ATHE-ASTR 2021 Award for Excellence in Digital Theatre and Performance Scholarship

We're thrilled to be able to finally announce that our team — Harmony Bench, Kate Elswit, Antonio Jimenez-Mavillard, and Tia-Monique Uzor — has won the ATHE-ASTR 2021 Award for Excellence in Digital Theatre and Performance Scholarship, which is given jointly by the two theatre organizations to an individual or project that "demonstrates innovation and rigor in the use of electronic/digital media for the purpose of producing or disseminating knowledge about theatre and performance."

The full award citation reads:

Dunham’s Data is a project that involves the digitization of data from primary source materials preserved and archived by African-American choreographer Katherine Dunham. The data, which has been manually curated by project directors Kate Elswit and Harmony Bench, documents Dunham’s daily whereabouts, the works in her repertory, the people in her employ, and the movement of her company and repertoire on tour around the world. The project is notable both for the manner in which the data has been curated – a model of work described as “Slow DH” –  and for the new research questions and insights opened up by the data, particularly by the data visualisations produced by project collaborator Antonio Jimenez-Mavillard.

As one support letter noted, this project "demonstrates what dance and performance history might gain by creating and analyzing large-scale data sets…. [it] challenges the preexisting categories of performance history, revealing the extent to which the “work” and the “company” are fictions that scholars create to manage the unpredictable and ever-shifting realities of the day-to-day labors of dancers and musicians. The project reveals the complex offstage worlds Dunham and her many performers negotiated… and how these offstage complexities informed their onstage transmission of artistry and embodied knowledge."
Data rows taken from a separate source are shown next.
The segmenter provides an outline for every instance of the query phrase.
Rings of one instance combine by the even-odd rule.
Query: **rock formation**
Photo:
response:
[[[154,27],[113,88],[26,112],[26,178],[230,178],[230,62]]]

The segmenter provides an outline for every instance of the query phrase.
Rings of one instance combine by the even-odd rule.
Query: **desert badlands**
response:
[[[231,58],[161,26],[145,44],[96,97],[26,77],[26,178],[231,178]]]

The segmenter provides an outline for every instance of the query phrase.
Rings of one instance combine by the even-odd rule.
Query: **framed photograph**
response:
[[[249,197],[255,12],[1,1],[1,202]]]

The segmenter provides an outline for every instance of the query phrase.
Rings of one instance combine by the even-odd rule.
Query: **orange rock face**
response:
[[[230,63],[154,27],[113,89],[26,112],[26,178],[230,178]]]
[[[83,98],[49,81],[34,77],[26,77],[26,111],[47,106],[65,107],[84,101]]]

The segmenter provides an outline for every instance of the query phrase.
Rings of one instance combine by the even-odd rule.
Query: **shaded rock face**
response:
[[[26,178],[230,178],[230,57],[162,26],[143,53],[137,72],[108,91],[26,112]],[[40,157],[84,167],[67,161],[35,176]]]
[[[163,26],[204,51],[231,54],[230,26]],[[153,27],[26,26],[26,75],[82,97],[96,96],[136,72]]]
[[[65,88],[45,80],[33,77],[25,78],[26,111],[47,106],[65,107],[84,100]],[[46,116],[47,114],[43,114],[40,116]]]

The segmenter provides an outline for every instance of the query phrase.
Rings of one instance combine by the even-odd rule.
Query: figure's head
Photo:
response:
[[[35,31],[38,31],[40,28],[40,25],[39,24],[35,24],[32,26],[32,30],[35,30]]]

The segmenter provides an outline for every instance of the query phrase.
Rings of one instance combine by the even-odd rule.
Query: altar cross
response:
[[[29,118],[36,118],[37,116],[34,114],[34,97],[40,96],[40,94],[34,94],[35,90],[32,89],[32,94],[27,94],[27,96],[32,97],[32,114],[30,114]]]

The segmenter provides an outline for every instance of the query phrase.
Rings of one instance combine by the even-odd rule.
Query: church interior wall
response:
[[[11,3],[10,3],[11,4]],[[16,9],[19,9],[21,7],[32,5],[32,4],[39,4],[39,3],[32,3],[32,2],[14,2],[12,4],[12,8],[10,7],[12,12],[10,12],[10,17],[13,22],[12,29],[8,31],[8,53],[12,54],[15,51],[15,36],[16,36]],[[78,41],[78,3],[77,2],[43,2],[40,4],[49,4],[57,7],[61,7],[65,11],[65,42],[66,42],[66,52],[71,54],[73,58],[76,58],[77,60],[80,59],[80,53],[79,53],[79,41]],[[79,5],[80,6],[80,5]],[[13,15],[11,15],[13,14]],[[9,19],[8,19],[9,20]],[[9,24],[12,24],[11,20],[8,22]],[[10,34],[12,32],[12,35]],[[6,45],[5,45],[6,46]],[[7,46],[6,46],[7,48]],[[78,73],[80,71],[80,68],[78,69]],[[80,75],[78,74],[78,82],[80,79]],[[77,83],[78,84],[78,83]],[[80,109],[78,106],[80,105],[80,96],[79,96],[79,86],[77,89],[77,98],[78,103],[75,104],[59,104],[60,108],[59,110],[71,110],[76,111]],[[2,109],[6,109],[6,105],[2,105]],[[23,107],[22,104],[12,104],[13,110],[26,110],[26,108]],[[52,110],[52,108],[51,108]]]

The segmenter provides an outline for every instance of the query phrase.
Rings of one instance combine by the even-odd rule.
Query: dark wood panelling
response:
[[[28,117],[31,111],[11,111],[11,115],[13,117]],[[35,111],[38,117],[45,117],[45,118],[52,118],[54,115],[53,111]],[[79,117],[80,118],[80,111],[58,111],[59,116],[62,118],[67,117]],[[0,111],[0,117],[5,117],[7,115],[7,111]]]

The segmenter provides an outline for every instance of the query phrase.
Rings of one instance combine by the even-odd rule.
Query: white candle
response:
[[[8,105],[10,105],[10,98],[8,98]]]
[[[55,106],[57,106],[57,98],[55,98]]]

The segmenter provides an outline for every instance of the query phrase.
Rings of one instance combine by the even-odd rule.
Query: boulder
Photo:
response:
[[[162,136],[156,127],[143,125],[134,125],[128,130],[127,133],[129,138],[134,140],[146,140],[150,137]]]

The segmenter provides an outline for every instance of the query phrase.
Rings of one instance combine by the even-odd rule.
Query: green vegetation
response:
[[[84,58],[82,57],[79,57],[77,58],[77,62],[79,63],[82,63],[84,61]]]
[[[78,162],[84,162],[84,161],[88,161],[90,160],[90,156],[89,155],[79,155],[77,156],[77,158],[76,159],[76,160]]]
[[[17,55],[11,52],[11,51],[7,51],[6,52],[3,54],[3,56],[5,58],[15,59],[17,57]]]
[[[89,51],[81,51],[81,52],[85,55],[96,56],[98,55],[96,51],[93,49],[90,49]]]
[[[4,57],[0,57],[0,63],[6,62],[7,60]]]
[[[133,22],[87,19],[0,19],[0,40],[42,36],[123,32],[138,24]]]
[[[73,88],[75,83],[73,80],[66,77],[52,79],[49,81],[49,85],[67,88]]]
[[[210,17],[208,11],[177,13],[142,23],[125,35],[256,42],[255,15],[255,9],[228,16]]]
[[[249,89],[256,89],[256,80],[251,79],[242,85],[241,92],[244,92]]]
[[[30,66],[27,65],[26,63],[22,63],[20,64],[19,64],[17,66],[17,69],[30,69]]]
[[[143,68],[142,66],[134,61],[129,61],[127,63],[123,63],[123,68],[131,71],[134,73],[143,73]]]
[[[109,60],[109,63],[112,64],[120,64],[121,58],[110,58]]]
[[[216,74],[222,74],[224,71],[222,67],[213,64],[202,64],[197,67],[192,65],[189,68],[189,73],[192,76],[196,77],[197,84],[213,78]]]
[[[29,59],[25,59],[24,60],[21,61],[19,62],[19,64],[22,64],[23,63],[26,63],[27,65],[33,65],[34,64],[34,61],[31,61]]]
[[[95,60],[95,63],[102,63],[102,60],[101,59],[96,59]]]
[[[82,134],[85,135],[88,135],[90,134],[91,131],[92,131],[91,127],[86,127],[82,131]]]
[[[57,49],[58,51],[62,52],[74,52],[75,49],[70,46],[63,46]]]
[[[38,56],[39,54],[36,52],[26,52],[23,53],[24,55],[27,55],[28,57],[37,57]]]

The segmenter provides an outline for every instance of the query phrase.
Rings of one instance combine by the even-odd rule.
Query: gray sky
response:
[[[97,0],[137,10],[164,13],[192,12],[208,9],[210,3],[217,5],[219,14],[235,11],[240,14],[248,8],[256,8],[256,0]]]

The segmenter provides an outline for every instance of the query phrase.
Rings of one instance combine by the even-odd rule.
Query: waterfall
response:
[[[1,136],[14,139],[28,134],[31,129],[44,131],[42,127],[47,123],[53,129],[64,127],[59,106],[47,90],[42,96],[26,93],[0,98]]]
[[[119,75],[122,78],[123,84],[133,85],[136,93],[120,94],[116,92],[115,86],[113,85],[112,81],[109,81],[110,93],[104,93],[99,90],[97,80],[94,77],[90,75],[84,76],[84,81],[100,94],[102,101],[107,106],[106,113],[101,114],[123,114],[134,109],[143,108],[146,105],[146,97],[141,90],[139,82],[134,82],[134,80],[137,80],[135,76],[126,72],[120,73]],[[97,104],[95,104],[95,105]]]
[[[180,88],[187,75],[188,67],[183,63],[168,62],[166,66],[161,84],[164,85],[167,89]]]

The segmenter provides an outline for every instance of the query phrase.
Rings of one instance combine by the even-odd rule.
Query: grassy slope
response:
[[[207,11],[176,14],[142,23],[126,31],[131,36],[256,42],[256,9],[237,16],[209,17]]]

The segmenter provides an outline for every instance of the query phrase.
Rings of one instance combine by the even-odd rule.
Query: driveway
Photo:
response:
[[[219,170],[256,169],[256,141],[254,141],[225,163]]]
Another supporter noted that "the data curation, reflexive methods and interactive visualizations in Dunham’s Data represent, for the first time, the prospect of comprehending the dynamic interaction of an internationally touring company of diverse artists with their culturally diverse repertoire in performance. This is a field-leading innovation…"

While this project remains a work-in-progress – some of its most exciting features are still in development or have not yet been made fully public – it stands as a model of how digital scholarship can transform the practice of historical research and historiography and points to the ways in which large datasets can be used to illuminate as-yet-untold stories of performers’ lives and works.